The significant negative association of systolic blood pressure with ECFCs greatly underscores the importance of altering modifiable risk factors such as hypertension that can adversely affect vascular health and predispose to atherosclerotic cardiovascular disease [19]. The strong positive correlation of physical activity with ECFCs should be encouraging to survivors and is consistent with recent findings where physical activity enhanced endothelial progenitor cell and endothelial function in the non-cancer population [12]. The ECFCs may mediate the role of physical activity in maintaining robust cardiovascular health. Therefore, physical activity among cancer survivors could potentially alleviate the detrimental effects of radiation on the vascular endothelium. The reason for the significant association between CECs and a diet higher in fruits and vegetables as seen in our study is not known and is being further investigated at this time.

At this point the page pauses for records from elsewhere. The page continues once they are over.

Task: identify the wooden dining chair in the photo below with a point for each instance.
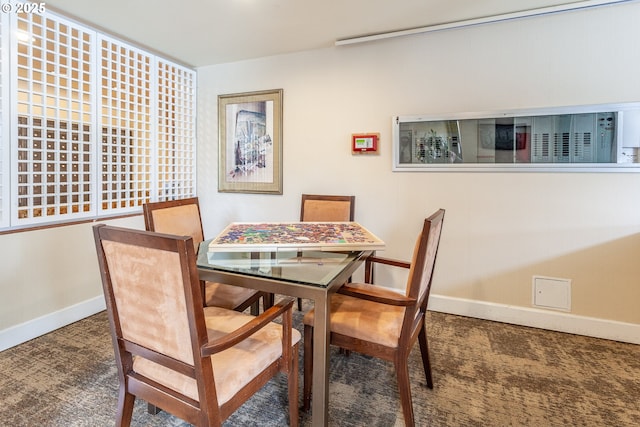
(182, 217)
(320, 208)
(315, 207)
(380, 322)
(198, 363)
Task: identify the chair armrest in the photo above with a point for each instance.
(370, 261)
(247, 329)
(375, 294)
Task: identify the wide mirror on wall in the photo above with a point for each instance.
(593, 138)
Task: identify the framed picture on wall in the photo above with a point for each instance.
(250, 142)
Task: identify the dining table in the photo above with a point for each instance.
(303, 265)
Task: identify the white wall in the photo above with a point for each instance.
(500, 228)
(49, 278)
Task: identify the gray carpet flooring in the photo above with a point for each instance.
(485, 374)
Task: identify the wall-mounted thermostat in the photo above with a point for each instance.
(364, 142)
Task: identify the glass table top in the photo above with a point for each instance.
(317, 268)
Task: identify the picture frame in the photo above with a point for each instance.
(250, 142)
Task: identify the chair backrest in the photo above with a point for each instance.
(327, 208)
(155, 309)
(422, 267)
(179, 217)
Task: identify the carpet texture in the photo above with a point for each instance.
(485, 374)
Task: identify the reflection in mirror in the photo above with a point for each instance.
(591, 137)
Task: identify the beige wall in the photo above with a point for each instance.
(501, 228)
(47, 271)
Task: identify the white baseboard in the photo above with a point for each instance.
(50, 322)
(532, 317)
(538, 318)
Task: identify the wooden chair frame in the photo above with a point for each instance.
(205, 411)
(336, 216)
(414, 322)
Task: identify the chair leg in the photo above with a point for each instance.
(424, 351)
(255, 308)
(404, 388)
(294, 417)
(268, 300)
(125, 408)
(308, 367)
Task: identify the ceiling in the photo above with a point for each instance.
(208, 32)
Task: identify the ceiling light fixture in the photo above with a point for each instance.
(478, 21)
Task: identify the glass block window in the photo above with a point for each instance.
(176, 132)
(55, 114)
(126, 149)
(91, 126)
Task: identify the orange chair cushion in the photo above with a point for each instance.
(232, 368)
(362, 319)
(226, 296)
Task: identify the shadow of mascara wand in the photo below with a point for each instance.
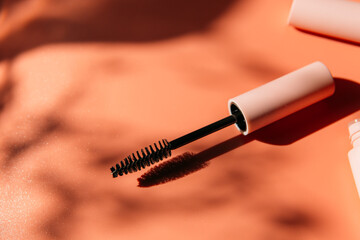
(153, 154)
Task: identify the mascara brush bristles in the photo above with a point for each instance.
(148, 157)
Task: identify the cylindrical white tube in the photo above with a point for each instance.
(281, 97)
(354, 153)
(335, 18)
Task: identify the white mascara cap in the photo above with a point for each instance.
(282, 97)
(335, 18)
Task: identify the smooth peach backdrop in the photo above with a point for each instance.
(84, 84)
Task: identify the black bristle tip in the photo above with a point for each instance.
(136, 162)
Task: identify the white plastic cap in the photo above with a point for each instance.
(335, 18)
(354, 131)
(281, 97)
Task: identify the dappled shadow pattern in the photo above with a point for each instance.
(108, 21)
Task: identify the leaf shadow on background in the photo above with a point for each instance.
(345, 101)
(110, 21)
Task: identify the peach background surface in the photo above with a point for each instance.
(84, 83)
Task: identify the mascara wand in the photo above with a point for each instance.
(150, 155)
(249, 111)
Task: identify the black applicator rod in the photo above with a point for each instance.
(202, 132)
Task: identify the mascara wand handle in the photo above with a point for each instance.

The limitations of this study are the small sample size, cross-sectional study design and use of self-report to assess physical activity and diet measures. However, despite these limitations we found statistically significant relationships underscoring the probability that our findings can be duplicated. Although we had information of the fields and doses of radiation, being a pilot study, we did not have the ability to look at the relationship between these radiation parameters and ECFCs and CECs. In addition, contemporary pediatric cancer therapies are complex involving a combination of multiple different chemotherapy regimens with or without radiation. Evaluating and comparing chemotherapy regimens among the 2 cohorts and then adjusting for the different treatment effects was beyond the scope of this pilot study. So we examined differences in regard to radiation exposure that is the strongest causation of vascular dysfunction. A larger study adjusting for other treatment effects is warranted.

In conclusion, the novel findings from this pilot study show the negative effect of radiation exposure on endothelial progenitor cells such as ECFCs. The role of the ECFCs as a potential biomarker to identify childhood cancer survivors at risk for atherosclerotic cardiovascular disease and the effect of lifestyle changes such as physical activity on this cellular population will need to be confirmed in a larger, longitudinal study.